# PRMSChannel FlowGraph with a STARFIT Reservoir: Big Sandy Reservoir

This notebook demonstrates the capabilities of the `FlowGraph` class and its associated classes
`FlowNode` and `FlowNodeMaker` in a real-world example. This example starts from an existing graph of 
flow, embedded in `PRMSChannel` and its parameters, and adds in a single new node to represent a reservoir
within the `PRMSChannel` simulation. 

The `FlowGraph` is the class which is able to take different flow methods and combine them in 
user-specified ways. In this case we combine nodes of class `PRMSChannelFlowNode` (a re-expression
of `PRMSChannel` as a `FlowNode` to work with `FlowGraph`) with one node of class `StarfitFlowNode`. 

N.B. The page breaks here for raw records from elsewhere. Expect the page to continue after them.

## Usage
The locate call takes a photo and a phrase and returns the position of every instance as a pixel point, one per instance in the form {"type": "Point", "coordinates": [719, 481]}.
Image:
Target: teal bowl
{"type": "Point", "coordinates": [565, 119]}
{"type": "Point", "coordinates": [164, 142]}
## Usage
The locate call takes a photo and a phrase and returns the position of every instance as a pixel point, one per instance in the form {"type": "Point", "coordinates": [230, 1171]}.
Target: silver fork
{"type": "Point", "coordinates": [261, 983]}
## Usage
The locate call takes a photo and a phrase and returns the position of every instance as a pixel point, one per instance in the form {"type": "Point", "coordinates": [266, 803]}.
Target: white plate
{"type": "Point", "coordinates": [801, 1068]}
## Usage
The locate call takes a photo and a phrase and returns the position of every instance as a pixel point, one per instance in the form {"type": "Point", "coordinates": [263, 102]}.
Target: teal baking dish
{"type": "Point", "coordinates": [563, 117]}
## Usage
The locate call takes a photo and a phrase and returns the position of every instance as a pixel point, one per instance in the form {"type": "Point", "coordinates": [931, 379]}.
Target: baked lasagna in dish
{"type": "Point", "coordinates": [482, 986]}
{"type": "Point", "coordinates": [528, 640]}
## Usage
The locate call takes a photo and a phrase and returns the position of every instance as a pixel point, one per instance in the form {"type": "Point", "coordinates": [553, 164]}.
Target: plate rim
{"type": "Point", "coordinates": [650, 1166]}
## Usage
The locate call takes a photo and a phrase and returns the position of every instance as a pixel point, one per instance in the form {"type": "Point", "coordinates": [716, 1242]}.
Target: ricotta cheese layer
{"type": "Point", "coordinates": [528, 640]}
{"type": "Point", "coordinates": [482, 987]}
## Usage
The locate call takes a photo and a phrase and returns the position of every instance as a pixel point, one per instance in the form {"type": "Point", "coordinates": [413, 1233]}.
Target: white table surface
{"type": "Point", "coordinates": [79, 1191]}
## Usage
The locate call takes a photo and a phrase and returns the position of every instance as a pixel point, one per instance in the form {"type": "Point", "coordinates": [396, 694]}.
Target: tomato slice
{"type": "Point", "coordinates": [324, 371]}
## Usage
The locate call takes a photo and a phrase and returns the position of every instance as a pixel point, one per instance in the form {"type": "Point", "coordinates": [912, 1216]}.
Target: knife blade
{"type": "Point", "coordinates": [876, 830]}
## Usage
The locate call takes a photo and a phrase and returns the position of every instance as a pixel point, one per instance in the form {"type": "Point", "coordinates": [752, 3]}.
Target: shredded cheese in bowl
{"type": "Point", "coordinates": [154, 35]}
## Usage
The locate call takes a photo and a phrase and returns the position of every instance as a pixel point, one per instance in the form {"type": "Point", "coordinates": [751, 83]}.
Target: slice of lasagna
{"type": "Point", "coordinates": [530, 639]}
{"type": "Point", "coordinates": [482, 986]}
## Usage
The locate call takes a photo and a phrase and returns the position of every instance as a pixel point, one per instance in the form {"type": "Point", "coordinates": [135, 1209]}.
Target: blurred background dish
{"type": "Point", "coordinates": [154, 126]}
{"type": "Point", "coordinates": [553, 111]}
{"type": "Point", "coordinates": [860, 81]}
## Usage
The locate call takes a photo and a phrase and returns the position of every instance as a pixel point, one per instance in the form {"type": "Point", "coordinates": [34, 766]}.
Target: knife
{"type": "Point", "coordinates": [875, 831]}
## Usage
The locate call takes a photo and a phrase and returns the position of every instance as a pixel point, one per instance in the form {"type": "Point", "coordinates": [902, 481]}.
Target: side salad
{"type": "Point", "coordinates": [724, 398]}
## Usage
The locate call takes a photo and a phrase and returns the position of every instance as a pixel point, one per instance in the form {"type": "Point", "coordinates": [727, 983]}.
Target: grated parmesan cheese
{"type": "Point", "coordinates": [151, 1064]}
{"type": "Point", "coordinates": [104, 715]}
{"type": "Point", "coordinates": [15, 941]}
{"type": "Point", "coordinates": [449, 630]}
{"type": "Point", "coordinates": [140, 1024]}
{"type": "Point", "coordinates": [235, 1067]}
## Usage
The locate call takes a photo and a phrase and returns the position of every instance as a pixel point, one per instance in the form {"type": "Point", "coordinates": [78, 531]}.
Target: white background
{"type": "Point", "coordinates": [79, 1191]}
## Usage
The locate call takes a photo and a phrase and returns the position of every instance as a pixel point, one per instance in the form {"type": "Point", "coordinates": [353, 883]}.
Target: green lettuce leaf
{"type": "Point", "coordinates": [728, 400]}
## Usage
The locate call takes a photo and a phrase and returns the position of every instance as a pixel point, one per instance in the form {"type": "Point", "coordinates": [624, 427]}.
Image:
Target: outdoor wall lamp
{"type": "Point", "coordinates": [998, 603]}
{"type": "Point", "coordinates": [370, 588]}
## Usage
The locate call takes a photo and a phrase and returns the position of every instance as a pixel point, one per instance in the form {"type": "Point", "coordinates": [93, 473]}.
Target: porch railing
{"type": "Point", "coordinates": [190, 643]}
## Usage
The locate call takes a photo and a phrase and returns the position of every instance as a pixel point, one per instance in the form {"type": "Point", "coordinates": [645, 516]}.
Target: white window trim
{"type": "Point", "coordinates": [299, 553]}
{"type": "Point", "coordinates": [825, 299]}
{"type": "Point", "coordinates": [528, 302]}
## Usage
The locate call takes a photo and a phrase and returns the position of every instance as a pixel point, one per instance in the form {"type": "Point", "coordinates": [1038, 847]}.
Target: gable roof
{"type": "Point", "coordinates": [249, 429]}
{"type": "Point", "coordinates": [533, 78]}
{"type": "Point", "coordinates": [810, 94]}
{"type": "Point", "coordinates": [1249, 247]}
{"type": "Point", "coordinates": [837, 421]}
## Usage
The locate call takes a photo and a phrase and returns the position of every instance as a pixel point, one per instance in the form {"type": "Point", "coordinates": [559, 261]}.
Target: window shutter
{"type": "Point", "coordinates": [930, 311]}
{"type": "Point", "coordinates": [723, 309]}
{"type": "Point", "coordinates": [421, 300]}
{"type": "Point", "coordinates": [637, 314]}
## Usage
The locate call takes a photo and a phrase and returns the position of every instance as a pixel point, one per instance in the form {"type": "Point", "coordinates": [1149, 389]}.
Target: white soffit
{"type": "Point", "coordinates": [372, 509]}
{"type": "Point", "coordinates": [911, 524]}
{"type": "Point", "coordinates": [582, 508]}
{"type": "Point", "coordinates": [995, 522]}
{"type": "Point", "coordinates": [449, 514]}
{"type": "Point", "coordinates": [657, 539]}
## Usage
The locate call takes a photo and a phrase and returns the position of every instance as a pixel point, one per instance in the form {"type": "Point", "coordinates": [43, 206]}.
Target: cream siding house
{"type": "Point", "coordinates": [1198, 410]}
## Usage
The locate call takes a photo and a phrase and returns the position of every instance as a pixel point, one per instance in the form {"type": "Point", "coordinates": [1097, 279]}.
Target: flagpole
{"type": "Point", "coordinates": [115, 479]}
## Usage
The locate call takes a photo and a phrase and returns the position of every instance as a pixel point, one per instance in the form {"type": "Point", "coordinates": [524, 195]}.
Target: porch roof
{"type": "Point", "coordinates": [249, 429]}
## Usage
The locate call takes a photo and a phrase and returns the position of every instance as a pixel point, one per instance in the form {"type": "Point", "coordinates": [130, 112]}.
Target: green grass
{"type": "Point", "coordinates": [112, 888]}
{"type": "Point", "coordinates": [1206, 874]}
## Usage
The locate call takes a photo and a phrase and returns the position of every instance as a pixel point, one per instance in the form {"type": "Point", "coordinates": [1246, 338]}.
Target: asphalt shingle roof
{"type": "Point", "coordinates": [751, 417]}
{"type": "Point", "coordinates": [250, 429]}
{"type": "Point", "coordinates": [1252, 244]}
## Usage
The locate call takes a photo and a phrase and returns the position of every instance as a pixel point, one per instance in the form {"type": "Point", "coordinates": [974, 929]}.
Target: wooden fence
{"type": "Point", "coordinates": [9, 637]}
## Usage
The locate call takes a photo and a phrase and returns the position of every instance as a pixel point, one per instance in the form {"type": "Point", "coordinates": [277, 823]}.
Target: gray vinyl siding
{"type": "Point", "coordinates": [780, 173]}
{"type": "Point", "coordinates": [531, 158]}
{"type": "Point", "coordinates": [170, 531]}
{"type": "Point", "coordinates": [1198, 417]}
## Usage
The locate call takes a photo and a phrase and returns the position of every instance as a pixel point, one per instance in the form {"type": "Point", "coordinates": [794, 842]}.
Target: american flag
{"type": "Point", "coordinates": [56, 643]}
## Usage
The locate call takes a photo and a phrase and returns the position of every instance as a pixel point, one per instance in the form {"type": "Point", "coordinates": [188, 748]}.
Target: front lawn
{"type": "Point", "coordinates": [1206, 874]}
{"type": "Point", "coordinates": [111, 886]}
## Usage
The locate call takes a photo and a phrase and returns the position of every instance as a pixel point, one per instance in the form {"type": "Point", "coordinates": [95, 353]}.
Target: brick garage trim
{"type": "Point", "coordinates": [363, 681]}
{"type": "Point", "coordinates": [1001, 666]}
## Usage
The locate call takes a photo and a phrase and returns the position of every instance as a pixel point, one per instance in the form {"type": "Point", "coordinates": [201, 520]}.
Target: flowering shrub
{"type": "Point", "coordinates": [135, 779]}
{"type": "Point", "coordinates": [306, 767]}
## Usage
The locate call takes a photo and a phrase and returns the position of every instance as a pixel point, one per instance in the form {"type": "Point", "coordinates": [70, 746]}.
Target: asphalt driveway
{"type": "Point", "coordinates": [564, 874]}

Please see these links to the documentation for more details on each:
[`FlowGraph`](https://pywatershed.readthedocs.io/en/latest/api/generated/pywatershed.FlowGraph.html), 
[`StarfitFlowNode`](https://pywatershed.readthedocs.io/en/latest/api/generated/pywatershed.StarfitFlowNode.html), and 
[`PRMSChannelFlowNode`](https://pywatershed.readthedocs.io/en/latest/api/generated/pywatershed.PRMSChannelFlowNode.html).

In [None]:
import pathlib as pl
from pprint import pprint

import jupyter_black
import numpy as np
import pandas as pd
from tqdm.auto import tqdm
import xarray as xr

import hvplot.xarray  # noqa, after xr
import hvplot.pandas  # noqa, after pandas

import pyPRMS
import pywatershed as pws
from pywatershed.plot import DomainPlot
from pywatershed.constants import zero

ndays_run = 365 * 2
plot_height = 600
plot_width = 1000

jupyter_black.load()

In [None]:
pws.utils.addtl_domain_files.download()

In [None]:
nb_output_dir = pl.Path("./06_flow_graph_starfit")
if not nb_output_dir.exists():
    nb_output_dir.mkdir()

## The Big Sandy Dike and the Flaming Gorge Domain
Let's get to know something about this domain and reservoir. We'll load the full Global Reservoir and Dam (GRanD) data set and pull out the row for Big Sandy. 

In [None]:
# Below in this cell is how one would get parameters for reservoirs in the ISTARF-CONUS database.
# We use pre-canned parameters and do not do this here because the GRanD file
# must be downloaded manually from
# https://ln.sync.com/dl/bd47eb6b0/anhxaikr-62pmrgtq-k44xf84f-pyz4atkm/view/default/447819520013
# unpacked and placed in the location below, which can not be automated
# for testing this notebook.
# param_src_dir = nb_output_dir / "param_sources"
# param_src_dir.mkdir(exist_ok=True)
# grand_file = param_src_dir / "GRanD_Version_1_3/GRanD_reservoirs_v1_3.dbf"
# sf_params = pws.parameters.StarfitParameters.from_istarf_conus_grand(
#     grand_file=grand_file,
#     files_directory=param_src_dir,
#     grand_ids=[419],  # the id for Big Sandy
# )

In [None]:
pkg_root = pws.constants.__pywatershed_root__
big_sandy_param_file = pkg_root / "data/big_sandy_starfit_parameters.nc"
sf_params = pws.Parameters.from_netcdf(big_sandy_param_file, use_xr=True)

In [None]:
# Take a look in pandas format
sf_params.to_xr_ds().to_pandas()

The reservoir capacity is 67.1 million cubic meters (MCM). Let's find it on a map... 

In [None]:
start_lat = sf_params.parameters["LAT_DD"]
start_lon = sf_params.parameters["LONG_DD"]

In [None]:
domain_dir = pkg_root / "data/pywatershed_addtl_domains/fgr_2yr"
domain_gis_dir = pkg_root / "data/pywatershed_gis/fgr_2yr"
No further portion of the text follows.